Tout le monde a un ciel étoilé au-dessus de la tête, mais pour voir la bonne étoile, il faut lever la tête.
Vivez-vous sous une bonne étoile ?
Tellement ! À chaque fois que j’ai décidé de faire quelque chose, ça s’est mis devant moi. J’ai eu 5 sur 20 au bac français. Et un jour, je reçois un mail publicitaire : concours de nouvelles sur le site aufeminin.com.
Je l’ai effacé trois fois et je l’ai reçu une quatrième fois. Je gagne la troisième place et je rencontre tous les gens qui vont jouer un rôle capital dans ma carrière.
Tout le monde a un ciel étoilé au-dessus de la tête, mais pour voir la bonne étoile, il faut lever la tête. Et travailler. Se faire confiance. Parfois, une porte se ferme, on pète un carreau pour entrer.
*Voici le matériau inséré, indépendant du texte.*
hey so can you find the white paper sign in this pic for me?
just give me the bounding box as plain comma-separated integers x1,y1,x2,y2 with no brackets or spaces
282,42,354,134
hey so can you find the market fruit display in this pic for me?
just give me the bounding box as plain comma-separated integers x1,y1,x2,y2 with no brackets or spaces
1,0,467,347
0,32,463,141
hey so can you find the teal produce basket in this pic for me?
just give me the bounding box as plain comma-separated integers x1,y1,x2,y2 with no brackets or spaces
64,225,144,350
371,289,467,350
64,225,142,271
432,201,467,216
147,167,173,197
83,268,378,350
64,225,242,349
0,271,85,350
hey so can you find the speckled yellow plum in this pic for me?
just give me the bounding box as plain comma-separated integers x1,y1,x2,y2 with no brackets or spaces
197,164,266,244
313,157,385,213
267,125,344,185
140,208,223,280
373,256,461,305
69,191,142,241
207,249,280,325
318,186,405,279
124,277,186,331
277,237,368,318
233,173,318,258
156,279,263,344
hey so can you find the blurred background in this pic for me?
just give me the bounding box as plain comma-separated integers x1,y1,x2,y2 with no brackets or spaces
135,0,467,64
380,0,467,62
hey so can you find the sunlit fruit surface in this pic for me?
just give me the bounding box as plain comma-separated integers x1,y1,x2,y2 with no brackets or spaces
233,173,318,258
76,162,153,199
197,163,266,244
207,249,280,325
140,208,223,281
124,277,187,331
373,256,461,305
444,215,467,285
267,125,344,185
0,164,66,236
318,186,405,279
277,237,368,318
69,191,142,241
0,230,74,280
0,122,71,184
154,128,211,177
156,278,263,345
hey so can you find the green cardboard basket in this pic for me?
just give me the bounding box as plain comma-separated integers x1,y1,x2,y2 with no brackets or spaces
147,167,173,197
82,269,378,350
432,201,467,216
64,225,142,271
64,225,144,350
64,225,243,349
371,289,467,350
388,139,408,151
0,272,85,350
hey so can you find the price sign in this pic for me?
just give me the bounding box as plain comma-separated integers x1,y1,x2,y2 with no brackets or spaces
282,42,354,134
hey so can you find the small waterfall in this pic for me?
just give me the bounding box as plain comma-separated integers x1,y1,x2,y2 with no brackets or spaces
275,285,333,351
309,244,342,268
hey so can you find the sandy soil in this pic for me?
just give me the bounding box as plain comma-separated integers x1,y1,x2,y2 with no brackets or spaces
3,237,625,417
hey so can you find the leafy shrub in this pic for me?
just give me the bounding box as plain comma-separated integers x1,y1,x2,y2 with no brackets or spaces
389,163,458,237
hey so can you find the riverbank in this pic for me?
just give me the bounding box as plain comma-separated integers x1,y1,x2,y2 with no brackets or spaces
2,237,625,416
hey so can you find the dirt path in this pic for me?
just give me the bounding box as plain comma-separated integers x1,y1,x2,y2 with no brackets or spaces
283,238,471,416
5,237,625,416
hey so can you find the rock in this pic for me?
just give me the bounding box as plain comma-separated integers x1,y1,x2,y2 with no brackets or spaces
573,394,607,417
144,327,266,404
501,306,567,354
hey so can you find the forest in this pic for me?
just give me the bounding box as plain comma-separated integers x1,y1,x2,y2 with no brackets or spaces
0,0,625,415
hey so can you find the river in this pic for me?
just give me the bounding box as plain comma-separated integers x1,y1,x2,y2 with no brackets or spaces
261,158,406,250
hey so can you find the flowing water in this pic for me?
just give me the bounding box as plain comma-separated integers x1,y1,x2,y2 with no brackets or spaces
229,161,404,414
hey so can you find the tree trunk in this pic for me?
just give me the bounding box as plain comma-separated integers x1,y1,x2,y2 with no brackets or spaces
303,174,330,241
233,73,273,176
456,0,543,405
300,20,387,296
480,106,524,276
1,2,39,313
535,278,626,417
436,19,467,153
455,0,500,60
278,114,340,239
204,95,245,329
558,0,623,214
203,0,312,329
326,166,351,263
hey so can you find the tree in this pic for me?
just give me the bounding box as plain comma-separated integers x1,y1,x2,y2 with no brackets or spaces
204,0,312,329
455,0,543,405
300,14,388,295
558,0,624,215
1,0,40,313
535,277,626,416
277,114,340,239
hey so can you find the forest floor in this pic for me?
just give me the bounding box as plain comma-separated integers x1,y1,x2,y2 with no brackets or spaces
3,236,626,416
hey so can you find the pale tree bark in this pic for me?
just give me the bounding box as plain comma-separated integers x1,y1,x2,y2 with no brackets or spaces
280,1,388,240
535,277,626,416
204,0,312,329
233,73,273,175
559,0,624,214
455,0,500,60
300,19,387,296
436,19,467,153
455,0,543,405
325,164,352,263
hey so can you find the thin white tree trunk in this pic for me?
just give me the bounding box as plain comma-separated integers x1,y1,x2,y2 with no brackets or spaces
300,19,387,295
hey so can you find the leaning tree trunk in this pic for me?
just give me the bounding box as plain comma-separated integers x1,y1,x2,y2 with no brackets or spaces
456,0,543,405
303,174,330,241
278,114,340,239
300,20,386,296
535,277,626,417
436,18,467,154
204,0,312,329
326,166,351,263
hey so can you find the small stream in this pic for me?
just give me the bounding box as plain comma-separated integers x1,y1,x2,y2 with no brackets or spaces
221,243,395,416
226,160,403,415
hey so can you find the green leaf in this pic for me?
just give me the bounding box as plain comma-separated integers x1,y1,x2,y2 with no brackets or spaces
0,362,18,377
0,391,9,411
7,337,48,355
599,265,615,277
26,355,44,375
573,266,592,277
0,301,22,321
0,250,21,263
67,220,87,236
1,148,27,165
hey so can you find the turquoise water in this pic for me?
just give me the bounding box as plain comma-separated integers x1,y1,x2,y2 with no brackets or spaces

La dernière fois que vous vous êtes couché tôt ?
Je ne sais plus. Il faut vraiment que je sois malade pour me coucher avant deux heures du matin.
Boule à facettes ?
En boîte de nuit, je suis assis. Le regard de l’autre, toujours. Mais je danse dans mon salon. Sur la 7e de Beethoven, Sepultura, Hans Zimmer.
Le parfum de la nuit ?
Vétiver, le parfum de mon père. Comme il rentrait tard, je lui avais demandé de me réveiller. Je prenais le lobe froid de son oreille entre mes doigts et je me rendormais.
Ma capitaine débarque, précédée par son ventre. À mesure qu’elle avançait, elle pacifiait tout.
La nuit la plus dingue ?
On va sur un homicide avec ma capitaine enceinte jusqu’au nez. Dans la cité, c’est chaud, ça hurle, ça commence à caillasser.
Ma capitaine débarque, précédée par son ventre. À mesure qu’elle avançait, elle pacifiait tout. On arrive sur la scène de crime et là, le type assis près du corps regarde le ventre. Il avoue.
Le plus trash, la nuit ?
La solitude. Quand tu vas mal et que tu es la seule lumière allumée de la ville.
Qu’aimez-vous le plus, la nuit ?
L’introspection. La nuit te force à être honnête, c’est un miroir.
Les mots de la nuit ?
Enfin seul.
(*) Les livres d’Olivier Norek sont édités chez Michel Lafon et en format poche aux éditions Pocket.